GRANT USE_CATALOG ON CATALOG <catalog_name> TO `<Application_ID>`;
GRANT USE_SCHEMA ON SCHEMA <schema_name> TO `<Application_ID>`;
GRANT SELECT ON TABLE <catalog_name>.<schema_name>.<table_name> TO `<Application_ID>`;

3- Connect to Sifflet

Create the Secret

To add the newly created token in Sifflet, please follow the below steps:

  • In "Integration" --> submenu "Credentials", create a new secret
  • In the "Secret" area, copy-paste the token

Add the datasource

📘

Warehouse

You can use an existing Warehouse or create a new dedicated one for Sifflet. You can follow the instructions here to create a new one.
You can choose the cluster size depending on the number of data assets you want to monitor. As a reference, X-Small is enough for environments with thousands of tables or fewer.

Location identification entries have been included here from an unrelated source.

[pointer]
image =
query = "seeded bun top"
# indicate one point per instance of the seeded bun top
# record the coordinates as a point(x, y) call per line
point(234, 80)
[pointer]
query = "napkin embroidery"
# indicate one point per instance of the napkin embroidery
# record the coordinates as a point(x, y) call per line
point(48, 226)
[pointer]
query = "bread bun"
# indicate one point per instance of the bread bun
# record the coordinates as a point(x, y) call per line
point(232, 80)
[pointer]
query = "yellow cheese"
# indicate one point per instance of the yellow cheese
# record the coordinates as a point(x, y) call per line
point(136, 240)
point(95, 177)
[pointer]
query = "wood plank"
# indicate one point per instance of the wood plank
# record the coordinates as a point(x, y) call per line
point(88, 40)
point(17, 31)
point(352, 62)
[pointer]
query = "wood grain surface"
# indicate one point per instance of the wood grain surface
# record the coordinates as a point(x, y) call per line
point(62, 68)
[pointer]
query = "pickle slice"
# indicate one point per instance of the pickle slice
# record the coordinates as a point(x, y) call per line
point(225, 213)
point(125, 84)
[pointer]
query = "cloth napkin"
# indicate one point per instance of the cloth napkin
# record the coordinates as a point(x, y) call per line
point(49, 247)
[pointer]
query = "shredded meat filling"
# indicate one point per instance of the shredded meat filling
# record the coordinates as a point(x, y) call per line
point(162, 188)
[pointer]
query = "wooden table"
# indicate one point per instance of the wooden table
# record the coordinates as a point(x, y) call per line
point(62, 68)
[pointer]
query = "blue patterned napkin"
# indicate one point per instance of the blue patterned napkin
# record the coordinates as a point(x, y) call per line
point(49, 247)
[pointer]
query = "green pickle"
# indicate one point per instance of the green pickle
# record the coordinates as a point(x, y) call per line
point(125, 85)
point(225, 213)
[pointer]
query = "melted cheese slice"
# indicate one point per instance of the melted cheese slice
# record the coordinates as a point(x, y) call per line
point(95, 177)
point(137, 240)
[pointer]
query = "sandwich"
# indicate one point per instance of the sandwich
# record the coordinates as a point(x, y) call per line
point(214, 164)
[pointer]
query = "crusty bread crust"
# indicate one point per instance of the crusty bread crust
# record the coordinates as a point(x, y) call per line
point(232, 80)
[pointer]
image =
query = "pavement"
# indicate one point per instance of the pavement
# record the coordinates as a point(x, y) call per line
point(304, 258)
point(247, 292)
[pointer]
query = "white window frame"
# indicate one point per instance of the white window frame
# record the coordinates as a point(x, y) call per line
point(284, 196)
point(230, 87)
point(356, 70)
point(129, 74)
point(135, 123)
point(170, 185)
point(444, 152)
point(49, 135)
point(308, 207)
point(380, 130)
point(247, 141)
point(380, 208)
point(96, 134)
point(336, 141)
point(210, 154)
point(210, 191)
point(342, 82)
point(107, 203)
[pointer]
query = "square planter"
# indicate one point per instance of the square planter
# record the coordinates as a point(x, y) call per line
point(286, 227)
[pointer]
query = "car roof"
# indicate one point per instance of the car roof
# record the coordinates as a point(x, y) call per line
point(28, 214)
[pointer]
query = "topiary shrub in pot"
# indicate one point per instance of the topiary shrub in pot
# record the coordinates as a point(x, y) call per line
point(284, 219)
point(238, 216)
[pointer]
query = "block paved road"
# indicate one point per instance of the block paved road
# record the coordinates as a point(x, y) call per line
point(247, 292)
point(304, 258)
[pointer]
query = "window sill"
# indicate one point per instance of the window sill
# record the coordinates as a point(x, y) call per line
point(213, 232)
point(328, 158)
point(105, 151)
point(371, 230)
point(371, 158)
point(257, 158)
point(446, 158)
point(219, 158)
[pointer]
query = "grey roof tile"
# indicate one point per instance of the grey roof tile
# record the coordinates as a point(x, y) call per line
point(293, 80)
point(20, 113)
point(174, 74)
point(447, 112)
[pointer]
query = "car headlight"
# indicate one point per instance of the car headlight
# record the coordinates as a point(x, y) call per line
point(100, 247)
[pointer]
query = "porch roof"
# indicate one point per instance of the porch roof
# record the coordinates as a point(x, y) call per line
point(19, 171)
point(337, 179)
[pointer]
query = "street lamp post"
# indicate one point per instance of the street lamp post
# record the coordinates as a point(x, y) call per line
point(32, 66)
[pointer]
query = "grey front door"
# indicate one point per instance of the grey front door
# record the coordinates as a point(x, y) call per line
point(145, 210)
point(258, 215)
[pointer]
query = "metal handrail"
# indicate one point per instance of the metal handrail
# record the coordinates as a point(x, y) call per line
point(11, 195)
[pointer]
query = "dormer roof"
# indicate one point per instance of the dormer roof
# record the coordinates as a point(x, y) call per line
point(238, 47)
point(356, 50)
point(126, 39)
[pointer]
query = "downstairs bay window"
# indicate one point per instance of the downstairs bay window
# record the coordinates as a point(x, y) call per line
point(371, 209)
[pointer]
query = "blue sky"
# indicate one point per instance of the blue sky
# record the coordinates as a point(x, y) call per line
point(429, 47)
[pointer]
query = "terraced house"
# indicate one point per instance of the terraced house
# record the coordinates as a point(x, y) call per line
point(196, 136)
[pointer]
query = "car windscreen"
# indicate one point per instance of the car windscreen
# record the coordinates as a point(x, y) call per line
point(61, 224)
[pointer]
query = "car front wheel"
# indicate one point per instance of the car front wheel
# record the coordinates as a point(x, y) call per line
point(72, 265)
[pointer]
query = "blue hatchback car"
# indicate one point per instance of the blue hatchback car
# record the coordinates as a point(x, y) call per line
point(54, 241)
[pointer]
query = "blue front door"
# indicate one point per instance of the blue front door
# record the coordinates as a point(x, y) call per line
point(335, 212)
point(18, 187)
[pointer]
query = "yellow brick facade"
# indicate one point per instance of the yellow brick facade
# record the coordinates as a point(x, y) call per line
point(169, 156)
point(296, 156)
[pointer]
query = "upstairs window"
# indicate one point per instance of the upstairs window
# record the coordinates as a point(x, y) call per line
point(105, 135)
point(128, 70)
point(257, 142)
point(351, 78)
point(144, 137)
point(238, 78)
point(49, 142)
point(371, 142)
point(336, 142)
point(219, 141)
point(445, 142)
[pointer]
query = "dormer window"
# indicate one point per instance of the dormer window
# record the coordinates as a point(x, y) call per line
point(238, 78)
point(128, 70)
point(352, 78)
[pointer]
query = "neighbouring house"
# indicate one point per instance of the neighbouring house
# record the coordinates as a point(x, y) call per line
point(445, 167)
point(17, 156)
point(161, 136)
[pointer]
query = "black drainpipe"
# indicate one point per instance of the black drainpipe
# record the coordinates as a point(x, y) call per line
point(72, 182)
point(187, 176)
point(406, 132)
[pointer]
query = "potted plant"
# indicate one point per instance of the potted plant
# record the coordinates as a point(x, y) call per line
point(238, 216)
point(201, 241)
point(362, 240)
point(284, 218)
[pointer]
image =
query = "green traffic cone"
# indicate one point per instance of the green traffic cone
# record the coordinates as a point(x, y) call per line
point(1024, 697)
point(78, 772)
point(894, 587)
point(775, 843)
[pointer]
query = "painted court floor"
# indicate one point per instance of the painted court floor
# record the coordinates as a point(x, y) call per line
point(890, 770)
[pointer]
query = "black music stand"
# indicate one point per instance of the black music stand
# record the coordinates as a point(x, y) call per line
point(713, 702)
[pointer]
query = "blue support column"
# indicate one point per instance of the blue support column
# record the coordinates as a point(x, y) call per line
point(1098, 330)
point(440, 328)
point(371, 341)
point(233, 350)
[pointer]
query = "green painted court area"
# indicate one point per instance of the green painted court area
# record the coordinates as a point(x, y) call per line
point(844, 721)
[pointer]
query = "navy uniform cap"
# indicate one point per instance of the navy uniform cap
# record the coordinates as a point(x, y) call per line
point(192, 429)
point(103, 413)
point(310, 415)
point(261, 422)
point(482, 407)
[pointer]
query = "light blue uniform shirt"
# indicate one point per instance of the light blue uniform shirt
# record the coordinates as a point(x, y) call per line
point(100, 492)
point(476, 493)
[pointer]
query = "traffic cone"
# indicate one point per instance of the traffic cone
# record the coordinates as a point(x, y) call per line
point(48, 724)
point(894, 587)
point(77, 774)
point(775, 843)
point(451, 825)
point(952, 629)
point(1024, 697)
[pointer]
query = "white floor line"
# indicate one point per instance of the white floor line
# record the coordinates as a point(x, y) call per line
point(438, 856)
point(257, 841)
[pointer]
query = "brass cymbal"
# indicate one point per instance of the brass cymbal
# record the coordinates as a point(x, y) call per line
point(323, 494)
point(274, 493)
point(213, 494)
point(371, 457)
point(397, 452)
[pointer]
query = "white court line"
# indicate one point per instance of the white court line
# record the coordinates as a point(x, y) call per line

  1. First, let's find the information that Sifflet will require to connect. In your Databricks environment, go to SQL Warehouse-> Choose the Warehouse Sifflet will use -> Navigate to the Connection Details tab.
  1. Back to Sifflet:
  • Go to Integration --> click "+ New"
  • Fill out the necessary information that was collected in the previous step.
    • Host : corresponds to the Server hostname on Databricks, with a format xxxxx.cloud.databricks.com
    • Port: 443
    • Http Path: corresponds to the HTTP path on Databricks
    • Catalog: the Catalog you want to add to Sifflet
    • Schema: the Schema you want to add to Sifflet
    • Secret: the name of the secret containing the token

You can refer to this page for more detailed information on adding a data source in Sifflet.